South America, Peru, Cordillera Blanca, Caraz II, South Face Variation

  • Climbs And Expeditions
  • Climb Year:
  • Publication Year: 2002

Caraz II, south face variation. After we returned from the Huayhuash we climbed in the Blanca. Viktor Mlinar and I decided to climb the Fisher-Warfield-Sheldrake route on the south face of Caraz II (6020m), also called Caraz de Santa Cruz. The route was climbed in 1986, graded alpine TD+, and is 700 meters high. The first-ascent team ended the route at the east ridge, about 300 meters from the summit, and descended by rappelling the route. They spent three days round-trip. The wall faces more southeast than south, so it receives sun until noon.

On August 3 we started from our bivouac site at around 3 a.m. Luckily we passed the very broken glacier and climbed the lower, easier part of the route unroped, in ideal conditions. Halfway up the route we started to place protection. We climbed mixed pitches (Scottish V). Conditions on the upper part of the wall were bad. We needed four hours to climb the last three pitches on a snowy crest to reach the east ridge. We were happy, but realized that it was too soon to celebrate. The ridge is very corniced, and it took us another four hours to climb to the summit, which we reached at 2 p.m. The weather was still nice, just a bit windy. I don’t know where exactly the Fisher-Warfield-Sheldrake goes in its upper part, but I think we climbed a different line.

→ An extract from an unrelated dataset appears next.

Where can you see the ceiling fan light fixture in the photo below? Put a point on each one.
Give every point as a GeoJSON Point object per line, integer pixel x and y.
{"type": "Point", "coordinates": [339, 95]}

We started to climb down the original 1955 route (Huber-Koch, 800 meters) but had to make two short rappels—one in the upper part to overcome a 25-meter vertical step and the second to pass the 25-meter bergschrund. After 16 hours we reached our bivy site. The next day we descended to Laguna Paron and via Caraz returned to Huaraz. We took three days for the whole trip.